By Kelsey Stein
A national organization that helps states analyze and improve their criminal justice systems could offer recommendations for Alabama by December, if its involvement receives final approval.
Representatives of the Council of State Governments Justice Center this week have met with dozens of people in Alabama who are involved with the criminal justice system.
While the agreement awaits approval, Andrew Barbee, a research manager, and Marc Pelka, the director of the Justice Reinvestment Program, spoke with lawmakers, Department of Corrections Commissioner Kim Thomas and his staff, attorneys, judges, victims’ advocates and others.
They have begun studying reports that outline system-wide crime trends, arrest rates, sentencing, probation and parole to prepare a system overview to present to Alabama’s recently formed prison reform task force, perhaps as early as next month.
“It’s a hurdle for states to formally demonstrate interest in justice reinvestment because it requires that bipartisan and inter-branch coordination,” Pelka said. “In a number of ways, Alabama has stood out because of the support expressed from leaders in the letter they submitted.”
He emphasized that the bulk of the work involved in revamping the criminal justice system lies with state officials and the prison task force, with the justice center analyzing data and offering recommendations to policymakers.

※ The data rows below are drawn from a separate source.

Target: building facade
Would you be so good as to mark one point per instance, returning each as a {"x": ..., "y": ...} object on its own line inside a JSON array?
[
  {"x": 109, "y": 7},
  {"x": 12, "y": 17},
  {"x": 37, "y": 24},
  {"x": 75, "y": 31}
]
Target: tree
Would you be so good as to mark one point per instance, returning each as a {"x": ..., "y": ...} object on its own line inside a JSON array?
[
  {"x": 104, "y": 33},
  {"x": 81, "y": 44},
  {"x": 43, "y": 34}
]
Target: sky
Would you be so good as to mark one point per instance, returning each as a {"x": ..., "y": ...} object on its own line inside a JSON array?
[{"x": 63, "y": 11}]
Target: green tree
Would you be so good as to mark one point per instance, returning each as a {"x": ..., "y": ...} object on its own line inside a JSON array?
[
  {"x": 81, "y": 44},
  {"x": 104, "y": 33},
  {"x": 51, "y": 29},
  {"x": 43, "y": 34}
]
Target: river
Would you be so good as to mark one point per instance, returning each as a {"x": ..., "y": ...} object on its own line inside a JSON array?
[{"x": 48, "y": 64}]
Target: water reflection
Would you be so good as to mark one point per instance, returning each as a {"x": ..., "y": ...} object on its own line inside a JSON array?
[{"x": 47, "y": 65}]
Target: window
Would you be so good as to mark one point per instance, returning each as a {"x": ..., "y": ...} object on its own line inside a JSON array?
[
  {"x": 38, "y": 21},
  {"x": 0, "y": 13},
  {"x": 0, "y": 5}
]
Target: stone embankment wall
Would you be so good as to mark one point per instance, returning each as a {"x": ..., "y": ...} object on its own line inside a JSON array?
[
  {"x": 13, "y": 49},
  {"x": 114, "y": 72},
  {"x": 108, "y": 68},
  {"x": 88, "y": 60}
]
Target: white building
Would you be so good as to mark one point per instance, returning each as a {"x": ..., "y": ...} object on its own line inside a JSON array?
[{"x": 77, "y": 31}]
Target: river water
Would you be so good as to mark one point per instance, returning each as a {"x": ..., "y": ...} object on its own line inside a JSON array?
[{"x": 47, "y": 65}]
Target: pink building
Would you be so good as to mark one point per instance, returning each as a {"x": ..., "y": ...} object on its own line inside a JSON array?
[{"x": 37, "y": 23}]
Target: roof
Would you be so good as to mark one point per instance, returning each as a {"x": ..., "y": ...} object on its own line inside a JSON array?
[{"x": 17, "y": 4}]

At the first working group meeting, which could take place in June, Barbee expects to present a broad system overview, offer case studies from other states, outline options for reducing recidivism and describe the proposed scope of the work in Alabama.
If the project begins in June as planned, several meetings will take place over the course of six months. Policy options could be discussed in December and used to draft legislation for the 2015 session.
Because the justice center’s involvement in the state is in the preliminary stages, Barbee and Pelka spoke with stakeholders in general terms about how the process – called “justice reinvestment” – works. The organization’s work in Alabama would come at no cost to the state.
Reinvestment is identifying “better practices in ways that maintain and improve public safety in a more cost-effective manner,” Barbee said. Those savings are then re-invested in the criminal justice system, with many states funding substance abuse and mental health programs.
The justice center has worked with 18 states so far and works with two or three each year. Last year, the organization helped to address prison problems in Michigan and Idaho, where a sweeping reform bill was recently signed into law.
Sen. Cam Ward, the chairman of the Alabama Legislature’s prison oversight committee, has praised the organization, calling it “the leading driver behind prison reform across the country.”
In a report issued in January, the U.S. Department of Justice outlined problems that have existed for decades in Alabama’s prison system and spelled out a variety of suggested improvements. Among the most persistent problems is overcrowding, as prison populations remain significantly over their designed capacity.
“Everyone has been up-front in acknowledging that the state does indeed face some very real challenges, and that the state does need solutions sooner rather than later,” Barbee said.